We stand at a moment of existential peril for nature in Britain. In the space of less than a week, Liz Truss’s new government has announced the biggest assault on nature and environmental protections in a generation. But in doing so, her administration may have haplessly stumbled into a fight it cannot hope to win: a fight with the very soul of modern Britain.
The assault was long anticipated by anyone who has observed Truss’s brand of free-market politics, but its swiftness was still surprising. It began last Thursday with Jacob Rees-Mogg’s announcement of a Bill to expunge all remaining EU-derived regulations from the UK statute book by the end of 2023. In one fell swoop, that will remove a vast array of carefully-crafted environmental protections: most notably the Habitats Regulations, which seek to preserve the country’s endangered species and remaining fragments of wild nature.
The government’s attack on nature continued on Friday with Kwasi Kwarteng’s budget-in-all-but-name, which announced a swathe of so-called ‘Investment Zones’ in which taxes will be cut, planning rules relaxed and environmental regulations ripped up. Any of the 38 councils understood to be considering drinking from this poisoned chalice may as well put up signs saying: ‘Welcome to the Ambridge Investment Zone – where we kill bats, squash newts and pour ever more shit into our rivers!’

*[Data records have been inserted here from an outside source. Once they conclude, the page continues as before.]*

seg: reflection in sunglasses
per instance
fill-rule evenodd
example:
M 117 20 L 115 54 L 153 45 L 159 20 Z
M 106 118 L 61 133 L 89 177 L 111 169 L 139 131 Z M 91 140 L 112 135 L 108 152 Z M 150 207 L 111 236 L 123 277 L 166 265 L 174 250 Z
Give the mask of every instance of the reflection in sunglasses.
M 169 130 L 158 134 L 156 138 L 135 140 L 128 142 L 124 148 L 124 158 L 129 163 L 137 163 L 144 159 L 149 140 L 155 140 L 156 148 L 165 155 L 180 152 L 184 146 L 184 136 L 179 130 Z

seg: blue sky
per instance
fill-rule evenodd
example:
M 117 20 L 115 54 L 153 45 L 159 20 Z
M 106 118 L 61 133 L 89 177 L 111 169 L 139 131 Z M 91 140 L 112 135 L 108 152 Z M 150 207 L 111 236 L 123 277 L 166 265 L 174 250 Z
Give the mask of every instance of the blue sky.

Not content with this environmental vandalism, rumours emerged over the weekend that Truss’s new Ministers may even ditch the long-awaited environmental reforms to farm subsidies. Moving away from the EU’s retrograde Common Agricultural Policy was one of the few upsides to Brexit. Instead of paying landowners according to the sheer area of land they farmed – a vast subsidy to wealthy aristocrats and city bankers, with few strings attached – we could now redirect that £3bn in annual taxpayer subsidies to pay farmers for public goods, like restoring nature. During his reforming tenure as Environment Secretary, Michael Gove fired the starting gun on this transition to new Environmental Land Management schemes (‘ELMs’). But with Mark Spencer taking over the farming brief at DEFRA (“our very own little Bolsonaro”, according to former DEFRA Minister Lord Goldsmith), all this is now in jeopardy.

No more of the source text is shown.